Based on these conditions, the function determines whether an EC2 instance should be started, stopped, or left running.

🐍
lambda_snippet.py
# --- omitted ----
for tag in tags:
    if tag['Key'] == 'Scheduler':
      #assign Scheduler tag value to variable
      schedule_tag = tag['Value']
      ec2_schedule_tag = schedule_tag
      break
    else:
      continue

# --- omitted ----
for item in dynamo_items:
    #compare weekday range and validate with current day
    weekday_db_range = item['weekdays']
    first_day, last_day = weekday_db_range.split('-')
    first_day_num = weekday_map[first_day.lower()]
    last_day_num = weekday_map[last_day.lower()]
    # one of the conditions that must be fulfilled
    # weekday must be within first and last day range
    if first_day_num <= weekday_num <= last_day_num:
       if (item['schedulerName'] == ec2_schedule_tag):                          
             start_time = item['start_time']
             start_time = datetime.strptime(start_time, "%H:%M:%S").time()

             stop_time = item['stop_time']
             stop_time = datetime.strptime(stop_time, "%H:%M:%S").time()
                           
             print("------ Scheduler information -------")
             print(f"- weekday is within specified range {weekday_db_range}")
             print(f"--> start time {start_time}")
             print(f"--> stop time {stop_time}")
            print(f"--> current time {current_time}")
# --- omitted ----

Step5. Lambda Instance State Management

Depending on the results of the comparison, Lambda invokes either the start_instances() or stop_instances() methods from boto3 to manage the EC2 instances’ states.

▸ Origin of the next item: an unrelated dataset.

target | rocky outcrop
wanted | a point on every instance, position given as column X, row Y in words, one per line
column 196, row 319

Below is the snippet of functions that are responsible for starting or stopping specific instance depending on currently fulfilled condition.

🐍
lambda_snippet.py
def ec2_start_instance(instance_id):
    try:
        response_ec2_start = ec2_client.start_instances(InstanceIds=[instance_id])
        print(f"- starting EC2 instance {instance_id}")
        #print(response_ec2_start)
    except ClientError as e:
        print(e.response['Error']['Message'])

def ec2_stop_instance(instance_id):
    try:
        response_ec2_stop = ec2_client.stop_instances(InstanceIds=[instance_id])
        #print(response_ec2_stop)
    except ClientError as e:
        print(e.response['Error']['Message'])

Step6. Logging and Monitoring

Finally, the Lambda function’s output, including details about actions taken, is sent to a dedicated CloudWatch Log Group, allowing for easy monitoring and troubleshooting.

You can find Log Group dedicated to the function right below:

logging
CloudWatch logs Log Group

Security

All policies assigned to the EventBridge and Lambda roles are crafted to strictly adhere to the Least-Privilege Principle. This means each component has only the permissions essential for performing its designated tasks, enhancing the security of the solution.

Examples

dev instance
scheduler dev
Scheduler name configured for 2 separate EC2 instances
  • Stopping Instances
stoppinginstance !
Lambda output — stopping instances
stoppinginstance 2
AWS Console — stopping EC2 instances
  • Starting Instances
startinginstance
Lambda output — Starting Instances that were stopped
  • Keeping Instances Working
noactionlambda
Lambda output — no action required
  • Instance without Scheduler tag like dev or dev-schedule
no tag 1
no tag 2
Lack of Scheduler tag configured
lambda noschedulertag
Lambda reaction to instances without configured scheduler Tag

Conslusion

Automation of EC2 instance management significantly reducing costs.
By leveraging AWS services like LambdaEventBridgeDynamoDBCloudWatch, and IAM, we’ve created a robust and flexible scheduling solution that keeps EC2 instances running only when needed.
This proof-of-concept highlights the power of Infrastructure as Code (IaC) and the security advantages of the Least-Privilege Principle, ensuring our automation is both secure and scalable.